The presented methodology covers a number of specific issues both on the software and on the hardware level.
Due to inherent differences between the FPGA and ASIC technologies, the HDL code describing the STS/MUCH-XYTER2 design had to be adapted for FPGA implementation. Special measures were applied to ensure coherency of FPGA and ASIC implementations.
The dedicated controller module (communicating with the ASIC model
under test) was also implemented as an IP core in FPGA. It implements
time-critical parts of the communication protocol - transmits
commands to the ASIC, handles responses and acknowledgments and receives the hit data.
The high-level procedures of the communication protocol, including the
synchronization procedure and reception of data were implemented in a PC software using Python language. The communication between the computer and tester was provided by the Ethernet TCP/IP network with IPbus protocol. That approach allows rapid prototyping in Python prior to the C/C++ implementation of performance-critical parts after the algorithm is tested.

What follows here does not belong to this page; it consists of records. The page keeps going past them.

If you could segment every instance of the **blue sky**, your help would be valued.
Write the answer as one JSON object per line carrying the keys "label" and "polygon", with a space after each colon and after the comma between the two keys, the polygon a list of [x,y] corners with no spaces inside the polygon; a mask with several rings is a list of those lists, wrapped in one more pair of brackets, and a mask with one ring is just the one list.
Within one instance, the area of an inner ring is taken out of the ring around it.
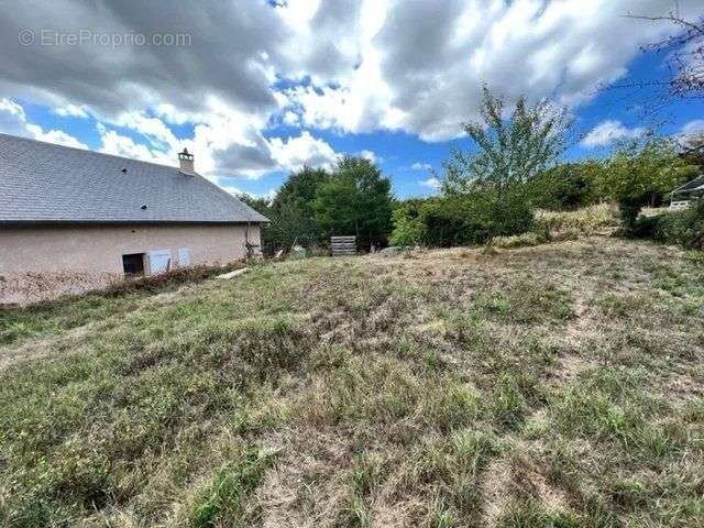
{"label": "blue sky", "polygon": [[[668,55],[641,46],[675,28],[624,14],[674,6],[253,0],[194,13],[158,1],[35,2],[1,22],[0,132],[156,163],[175,163],[188,146],[207,177],[258,196],[302,164],[364,155],[398,197],[422,196],[436,191],[430,169],[440,172],[451,148],[472,148],[457,135],[476,117],[482,82],[509,100],[568,106],[585,139],[566,158],[602,156],[656,123],[663,134],[704,128],[701,100],[652,113],[654,88],[614,88],[667,78]],[[678,9],[701,14],[696,1]],[[88,28],[94,38],[44,42],[47,20],[52,35]],[[188,42],[138,46],[128,33]],[[105,35],[111,41],[96,38]]]}

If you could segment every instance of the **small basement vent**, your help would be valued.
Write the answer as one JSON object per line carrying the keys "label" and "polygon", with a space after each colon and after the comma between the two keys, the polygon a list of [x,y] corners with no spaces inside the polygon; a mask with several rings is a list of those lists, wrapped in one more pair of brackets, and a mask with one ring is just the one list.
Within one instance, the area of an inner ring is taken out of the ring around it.
{"label": "small basement vent", "polygon": [[356,255],[356,237],[330,237],[332,256]]}
{"label": "small basement vent", "polygon": [[125,275],[144,275],[144,253],[122,255],[122,270]]}

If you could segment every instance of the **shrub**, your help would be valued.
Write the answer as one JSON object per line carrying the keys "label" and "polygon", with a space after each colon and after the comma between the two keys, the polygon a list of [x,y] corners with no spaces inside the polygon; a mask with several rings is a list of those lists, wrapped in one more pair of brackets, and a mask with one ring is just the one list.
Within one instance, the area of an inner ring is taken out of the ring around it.
{"label": "shrub", "polygon": [[475,189],[426,200],[408,200],[393,213],[395,245],[482,244],[493,237],[528,231],[534,224],[522,187]]}
{"label": "shrub", "polygon": [[536,226],[550,233],[562,231],[579,231],[592,234],[600,228],[616,226],[616,210],[610,204],[578,209],[576,211],[542,211],[536,212]]}
{"label": "shrub", "polygon": [[704,199],[683,211],[640,217],[630,234],[688,250],[704,250]]}

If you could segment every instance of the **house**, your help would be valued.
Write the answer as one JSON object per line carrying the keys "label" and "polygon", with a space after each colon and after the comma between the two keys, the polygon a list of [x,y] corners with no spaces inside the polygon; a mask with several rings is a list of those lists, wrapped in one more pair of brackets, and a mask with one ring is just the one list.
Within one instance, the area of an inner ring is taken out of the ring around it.
{"label": "house", "polygon": [[690,200],[704,196],[704,175],[689,180],[681,187],[670,193],[670,209],[684,209],[689,207]]}
{"label": "house", "polygon": [[195,172],[0,134],[0,275],[156,274],[242,258],[267,219]]}

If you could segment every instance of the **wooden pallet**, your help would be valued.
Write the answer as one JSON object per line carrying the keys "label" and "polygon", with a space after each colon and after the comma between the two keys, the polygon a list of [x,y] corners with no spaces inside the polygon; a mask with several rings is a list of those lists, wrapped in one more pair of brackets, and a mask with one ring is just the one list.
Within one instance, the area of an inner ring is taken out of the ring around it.
{"label": "wooden pallet", "polygon": [[356,237],[330,237],[332,256],[356,255]]}

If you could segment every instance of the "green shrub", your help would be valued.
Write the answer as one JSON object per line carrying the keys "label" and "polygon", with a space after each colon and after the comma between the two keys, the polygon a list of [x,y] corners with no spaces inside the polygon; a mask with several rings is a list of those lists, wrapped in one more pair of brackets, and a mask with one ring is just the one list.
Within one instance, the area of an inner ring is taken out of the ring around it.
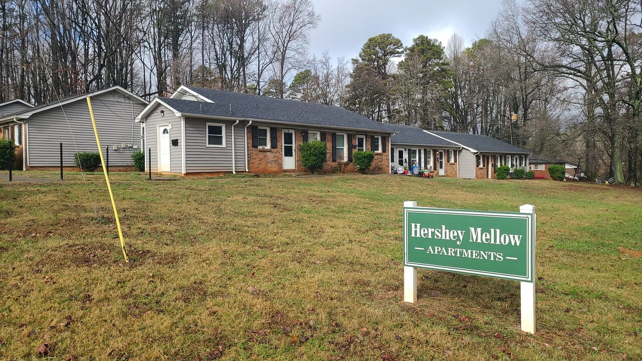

The communication link between the STS/MUCH-XYTER2 ASIC and its
controller (AFCK-based boards) in the final system will be provided by the GBTx chip (featuring electrical links on the ASIC side and fast, optical link at the controller-side). As it was not available at the time tests were performed, the tester platform implements the realistic black-box model of the GBTx-based E-Link. The tester platform also provides the AC-coupled differential links equivalent to the SLVS links which will be used in the final system.
The tests performed at the nominal speed of the STS/MUCH-XYTER2 links (160 Mbps uplink and 320 Mbps downlink) have proven the correctness of the ASIC’s back-end model design and the communication protocol. The developed platform will be developed further towards a testplatform for the fabricated ASIC including the real GBT links. It can also be used as a prototype of the final ASIC controller implemented in the Data Processing Board.
The platform and associated methodology may be also reused in pre-production verification of other ASIC-based control and readout systems.